Zusammen mit 13 weiteren älteren Damen, die den Massenmord der Nazis an sechs Millionen Juden während des Zweiten Weltkrieges überlebt hatten, schritt die aus Rumänien stammende Frau im schwarzen Abendkleid mutig vor der Jury auf dem Laufsteg auf und ab. Die Teilnehmerinnen im Alter von 74 bis 90 Jahren genossen ihren Auftritt. Lächelnd und unter dem Applaus von etwa 600 Gästen präsentierten sie sich winkend auf der Bühne. Eine Kosmetikfirma als Sponsor hatte für das Make-up, Frisuren und Abendkleider gesorgt.
Aber die elegante Aufmachung war nur ein kleiner Teil des Wettbewerbs, versichert der Initiator der umstrittenen Veranstaltung, Simon Sebag.
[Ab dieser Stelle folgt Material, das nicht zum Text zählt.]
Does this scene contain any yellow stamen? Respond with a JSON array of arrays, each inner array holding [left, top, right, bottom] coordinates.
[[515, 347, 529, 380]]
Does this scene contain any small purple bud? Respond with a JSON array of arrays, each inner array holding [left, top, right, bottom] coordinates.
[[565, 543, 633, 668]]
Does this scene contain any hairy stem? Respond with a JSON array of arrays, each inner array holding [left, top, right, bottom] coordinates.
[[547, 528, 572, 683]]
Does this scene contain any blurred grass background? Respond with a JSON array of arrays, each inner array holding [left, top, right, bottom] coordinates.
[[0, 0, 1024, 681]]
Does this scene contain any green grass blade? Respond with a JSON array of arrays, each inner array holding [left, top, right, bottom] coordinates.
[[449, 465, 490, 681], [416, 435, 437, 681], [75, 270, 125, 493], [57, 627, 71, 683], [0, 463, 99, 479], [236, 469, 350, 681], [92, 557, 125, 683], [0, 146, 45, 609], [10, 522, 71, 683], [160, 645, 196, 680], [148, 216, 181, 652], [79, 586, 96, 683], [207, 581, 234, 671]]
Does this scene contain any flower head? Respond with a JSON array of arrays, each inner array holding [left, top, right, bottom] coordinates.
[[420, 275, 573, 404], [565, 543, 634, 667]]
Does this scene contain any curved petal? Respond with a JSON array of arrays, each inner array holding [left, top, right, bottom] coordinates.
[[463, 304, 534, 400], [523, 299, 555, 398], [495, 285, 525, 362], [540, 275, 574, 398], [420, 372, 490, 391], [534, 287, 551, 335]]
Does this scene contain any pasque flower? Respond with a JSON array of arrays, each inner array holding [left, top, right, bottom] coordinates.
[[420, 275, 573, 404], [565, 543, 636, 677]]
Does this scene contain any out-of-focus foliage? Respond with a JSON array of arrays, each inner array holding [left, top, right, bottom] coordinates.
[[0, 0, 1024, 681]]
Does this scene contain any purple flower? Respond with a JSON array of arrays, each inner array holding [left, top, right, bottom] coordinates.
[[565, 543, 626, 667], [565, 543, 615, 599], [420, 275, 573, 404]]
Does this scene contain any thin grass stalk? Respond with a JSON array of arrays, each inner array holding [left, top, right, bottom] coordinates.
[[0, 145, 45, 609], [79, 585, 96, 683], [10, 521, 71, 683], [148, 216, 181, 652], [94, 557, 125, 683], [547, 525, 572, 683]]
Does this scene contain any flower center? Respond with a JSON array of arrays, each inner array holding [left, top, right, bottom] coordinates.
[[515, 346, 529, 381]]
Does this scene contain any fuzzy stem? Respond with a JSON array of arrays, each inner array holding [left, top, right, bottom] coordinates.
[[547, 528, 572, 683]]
Er hat die Hilfsorganisation für Holocaust-Überlebende »Jad Eser Le Chaver« (Helfende Hand für einen Freund) gegründet. Die Wettbewerberinnen schilderten dem Publikum auch ihre schrecklichen Erfahrungen während des Holocaust, Flucht und Vertreibung, Hunger und den schmerzhaften Abschied, meist für immer, von Mutter und Vater.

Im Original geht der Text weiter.